I carry this experiential gift with me, one that taught the briefest lesson of empathy for people who experience being the “Only One” in the room every single day, based on how much melanin is in their skin and how white the room is. Feeling like a stranger, and then eventually acting kind of invisible (my choice and my reaction, not the choice for everyone).  Not fitting in and yet knowing this was a split-second snapshot relative to those living their entire life being “othered”, realizing I could step off that bus at home and re-absorb myself in an environment where I looked like the majority any time I wanted to – the very easy way out.
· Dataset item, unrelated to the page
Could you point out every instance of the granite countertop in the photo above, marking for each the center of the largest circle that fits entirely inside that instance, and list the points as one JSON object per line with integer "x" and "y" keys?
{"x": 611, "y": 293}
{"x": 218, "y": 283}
Things that are painful or scary or tragic seem to matter more when they happen to us – that’s just human nature.  Some people assume that if we care about a cause – say, skin cancer or autism or racial justice – we must have personal lived experience with that issue. It’s always surprising to me – although by now it should not be – to have people assume at least one of my sons (even all my sons) are autistic, based on my vocation.

They are not.

My youngest googled himself one day and found a photo of him and his brothers with me and their dad at a charity restaurant event – labeling all the boys at the time as autistic.  “I wonder what else mom isn’t telling us!” he thought.

Why does Autism Connection work with, and on behalf of, ourselves and people with specific disabilities?  How can we successfully move beyond our original mission to care and take action, alongside and for all who are oppressed, misunderstood, stereotyped and marginalized, beyond those who may live in our house or occupy part of our hearts as friends or family members?

How can we expect others to stand up for people in the autism community, at risk or seen as “less than”, unless we are willing to stand up for all vulnerable people, especially those terrorized by hate and violence?

Let’s share our strength and advocacy experience with anyone in need – especially if we are in the majority – and live out the words “justice for all.”  Contact me to talk or write back and forth about how you may want to explore this idea, if it’s new to you.  We get immersed in our own concerns because immersion is survival – but diversity brings strength to all things in nature, and we humans need all the shared help we can provide to each other.